These two FTSE 250 companies have been flying over the past five years. Is there a danger they could suddenly come crashing back to earth?
Spirax spirals
Spirax-Sarco Engineering (LSE: SPX) is a multinational engineering group made up of two businesses, Spirax Sarco for steam specialities and Watson-Marlow for niche peristaltic pumps and associated fluid path technologies. Its job is to help customers save energy and water, boost efficiency, improve product quality and make improvements in plant health, safety and regulatory compliance.
The company’s share price has soared a dizzying 70% in the past 12 months and is up 180% over five years. Earlier this month it comforted investors by reporting that anticipated, organic sales growth in the first four months of the year beat last year’s. It expects sales and profits to rise 5% and 8% respectively year-on-year, at broadly constant currency rates.
Cash is king
Spirax-Sarco Engineering is growing through acquisition, buying steam specialities business Gestra for £160m earlier this month, and long-term target US electrical products provider Chromalox for £319m, in a cash and debt-free transaction last week. The purchase fits nicely alongside its existing operations and the company’s share price bounced more than 8% on Friday.

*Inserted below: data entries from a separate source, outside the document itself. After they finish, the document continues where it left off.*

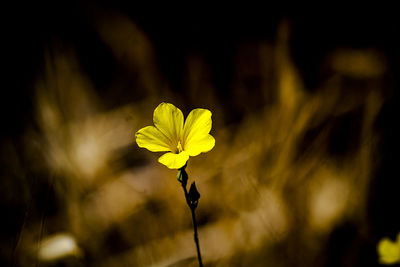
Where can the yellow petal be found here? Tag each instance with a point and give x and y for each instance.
(389, 252)
(197, 126)
(151, 138)
(174, 161)
(195, 147)
(169, 120)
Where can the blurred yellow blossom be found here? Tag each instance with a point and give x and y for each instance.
(389, 251)
(180, 139)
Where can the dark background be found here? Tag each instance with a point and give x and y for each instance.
(176, 33)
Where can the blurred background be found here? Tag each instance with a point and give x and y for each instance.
(304, 171)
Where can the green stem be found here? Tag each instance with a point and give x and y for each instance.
(192, 209)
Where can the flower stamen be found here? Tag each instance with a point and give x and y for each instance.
(179, 147)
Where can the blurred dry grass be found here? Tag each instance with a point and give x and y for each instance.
(272, 190)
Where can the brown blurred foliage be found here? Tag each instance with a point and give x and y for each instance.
(292, 181)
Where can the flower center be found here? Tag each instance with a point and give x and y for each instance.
(179, 147)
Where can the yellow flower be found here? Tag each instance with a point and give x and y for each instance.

There is just one sticking point: the company currently trades at a pricey 33.25 times earnings. This is partly justified by its growth prospects, with earnings per share (EPS) forecast to rise a hefty 19% this calendar year, and another 8% in 2018. Even that will only reduce the valuation to 26.5 times earnings. Revenues and profits look set to rise strongly, although this cash generative business only yields 1.33%. It nonetheless looks a tempting buy, with a net cash balance of £60m prior to the Gestra acquisition, although possibly one to save for a market dip.
Get real
Assura Group (LSE: AGR) is the UK’s leading healthcare real estate investment trust, specialising in designing, building and managing a portfolio of nearly 400 GP surgery buildings and primary care centres. Recent share price growth has been so-so and the stock is up just 7% over the past year. But over five years it has grown 109%, and this success has lifted its valuation to more than 25 times earnings, which is somewhat heady.
Its recent full-year results appear to justify that kind of valuation, with continued growth across its portfolio, rents, profits and dividend. Assura posted a 21.2% increase in investment property to £1.3bn, 16.6% increase in rent roll to £74.4m and a 20% rise in EPS. Investors were duly rewarded with a 9.8% increase in its fully covered dividend, from 2.05p to 2.25p.
Primary investment
Assura also has a strong pipeline with £153m of acquisition and development opportunities, and management stating that the “overwhelming need” for improved primary care premises underpins the company’s future. Both the Conservatives and Labour have made commitments to improve NHS buildings in the next parliament.
The company’s EPS are forecast to grow steadily, by 7% in the year to 31 March 2018, and another 7% in the year afterwards. With a forecast yield of 4%, Assura offers an attractive income stream as well as positive growth prospects. There are good reasons why it isn’t dirt cheap.